Corn intolerance?

Have you ever known someone with a corn intolerance? Do you deal with the condition? (If so, we’d love your opinion on the article. Please comment!)

A corn allergy is quite rare. Additionally, corn allergies are difficult to spot as the symptoms are similar to those of grain, grass pollen, and seed allergies.

Rare or not, food allergies can pose a severe threat to health. According to the Food and Drug Administration (FDA), 30,000 people require emergency room treatment, and 150 individuals die yearly from food allergies.

The problem got so bad that 2004, the (FDA) passed the Food Allergen Labeling and Consumer Protection Act (FALCPA). The law was necessary, as food manufacturers failed to label products that included common and rare allergens appropriately.

Astoundingly, the language within FALCPA did not list corn as an allergen! (Kickbacks, anyone?)

Anyways, despite this egregious mistake, knowing the ingredients and products derived from corn is crucial if you’re concerned about a potential allergy.

Here they are baking powder, caramel, cellulose, citric acid, dextrin, dextrose, inositol, malt, maltodextrin, monosodium glutamate (MSG), semolina, sodium erythorbate, sorbitol, starch, vanilla extract, xanthan gum, and xylitol.

If you have a physical reaction after eating corn or corn-derived products – if you develop hives or become nauseated, or your nose begins to run, for example – you may be allergic to corn. ~ American College of Allergy, Asthma & Immunology

Symptoms of a Corn Allergy

Physical reactions to corn and corn products may be from mild to severe. A life-threatening allergic reaction anaphylaxis (pronounced ‘anna-phil-axis’) can happen very quickly. Because it can cause airway swelling, breathing impairment, and a blood pressure drop, it is an emergency. In fact, it warrants a call to 911, as it can be fatal.

Anaphylaxis can send the body into shock. It results from a sudden drop in blood pressure to the brain, heart, and lungs.
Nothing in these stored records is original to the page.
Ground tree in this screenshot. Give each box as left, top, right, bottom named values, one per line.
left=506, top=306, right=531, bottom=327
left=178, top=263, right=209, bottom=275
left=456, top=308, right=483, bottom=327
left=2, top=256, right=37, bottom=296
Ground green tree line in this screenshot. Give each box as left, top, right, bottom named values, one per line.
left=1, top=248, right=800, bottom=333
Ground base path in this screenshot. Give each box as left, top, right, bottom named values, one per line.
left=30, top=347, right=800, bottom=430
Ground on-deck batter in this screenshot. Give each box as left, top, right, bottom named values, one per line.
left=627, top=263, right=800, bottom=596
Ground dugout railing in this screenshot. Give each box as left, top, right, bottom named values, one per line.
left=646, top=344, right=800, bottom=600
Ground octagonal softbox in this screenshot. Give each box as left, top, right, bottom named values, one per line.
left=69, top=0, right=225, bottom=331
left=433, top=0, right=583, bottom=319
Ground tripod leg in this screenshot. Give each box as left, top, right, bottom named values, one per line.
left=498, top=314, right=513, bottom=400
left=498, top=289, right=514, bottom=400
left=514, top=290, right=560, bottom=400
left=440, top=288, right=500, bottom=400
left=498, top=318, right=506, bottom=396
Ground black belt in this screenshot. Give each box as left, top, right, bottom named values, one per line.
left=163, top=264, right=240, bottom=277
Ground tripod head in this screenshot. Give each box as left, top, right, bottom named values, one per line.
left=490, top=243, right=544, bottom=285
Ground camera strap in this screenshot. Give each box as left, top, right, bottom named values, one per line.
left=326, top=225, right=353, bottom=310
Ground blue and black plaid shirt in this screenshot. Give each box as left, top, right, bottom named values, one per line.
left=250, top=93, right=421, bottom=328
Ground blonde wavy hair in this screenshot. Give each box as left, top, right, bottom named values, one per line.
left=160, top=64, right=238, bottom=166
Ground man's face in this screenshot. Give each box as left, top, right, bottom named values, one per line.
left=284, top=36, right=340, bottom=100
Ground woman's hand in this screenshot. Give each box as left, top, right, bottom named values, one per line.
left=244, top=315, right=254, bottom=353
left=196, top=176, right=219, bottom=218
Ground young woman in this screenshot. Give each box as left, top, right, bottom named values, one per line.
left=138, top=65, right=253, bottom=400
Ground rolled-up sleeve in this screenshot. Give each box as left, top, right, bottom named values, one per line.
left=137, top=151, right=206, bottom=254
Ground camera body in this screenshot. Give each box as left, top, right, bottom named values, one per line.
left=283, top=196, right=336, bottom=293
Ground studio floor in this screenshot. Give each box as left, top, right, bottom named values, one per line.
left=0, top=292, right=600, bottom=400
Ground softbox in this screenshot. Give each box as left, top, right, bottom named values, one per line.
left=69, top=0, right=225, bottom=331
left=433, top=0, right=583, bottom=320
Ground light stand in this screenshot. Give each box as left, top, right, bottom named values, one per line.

It’s worth noting that, in several medical studies, symptoms of anaphylaxis have been linked primarily to the corn-based products dextrose and cornstarch.

Besides anaphylaxis, here are eight other possible signs of corn allergy:

– Breathing trouble (a medical emergency)

– Diarrhea

– Headache

– Hives (red skin bumps) or skin rash

– Muscle cramps

– Nausea

– Runny or stuffed nose

– Vomiting

Due to the potentially life-threatening symptoms of food allergies, you should pay particular attention to how the food(s) affect your breathing.

If you suddenly experience trouble breathing, contact emergency services immediately!

Identifying a Corn Allergy

If particular foods are causing physical reactions, however mild, it is essential that you:

– Book a doctor’s appointment

– Write down what you eat

– Write down any symptoms

The above information will greatly assist the physician in narrowing down possible causes of your reaction.

After ruling out other health issues that may cause the same kind of response, the physician will perform what is called a prick test or scratch test. This particular examination involves the doctor putting a tiny amount of food solution onto the area of the skin that is pricked or scratched.

If the skin forms a bump, it usually indicates that an allergy is present.

(It’s worth mentioning here that allergists are licensed physicians who specialize in diagnosing and treating allergic diseases. Visiting a specialist is covered by most healthcare plans.)

If you are not experiencing breathing problems and cannot visit a physician or specialist, try staying away from corn or corn products for a few weeks. That gives you time to see if your symptoms reside.

Prevention and Treatment of Corn Allergy

Regarding prevention, your top priority must be avoiding any product containing corn.

This includes ‘no-brainer’ foods such as corn muffins, cornbread, corn oil, and corn syrup (please read the labels!)

Corn byproducts are used as an ingredient in many of the following foods:

– Bread

– Candies

– Canned fruits and juices

– Cereals

– Cheese

– Deli meat

– Jams

– Juices

– Salad dressing

– Sauces

– Soda (diet and regular)

– Yogurt

And some other non-food products:

– Clothing

– Crayons

– Dishwasher Soap

– Makeup

– Paint

– Pet food

– Shampoo

– Toothpaste


Here are some recommendations for anyone who is – or may be – suffering from a corn or other food allergy:

– Entirely avoid the following: baking powder, corn bran, cornmeal, corn oil, corn syrup (including fructose), maize, and vegetable oil.

– Avoid processed foods whenever possible. Instead, eat fresh fruits and vegetables, lean meats, whole grains, and whole (‘100%’) fruit juice.

– Be extra cautious at barbeques, dining halls, restaurants, and other places where you purchase a meal.

– Carry an antihistamine, e.g., Benedryl, in case you experience a sudden episode.

– Ensure that your child’s caretakers are aware of their condition. Additionally, remind them periodically.

– Wear a bracelet that states you suffer from a food allergy.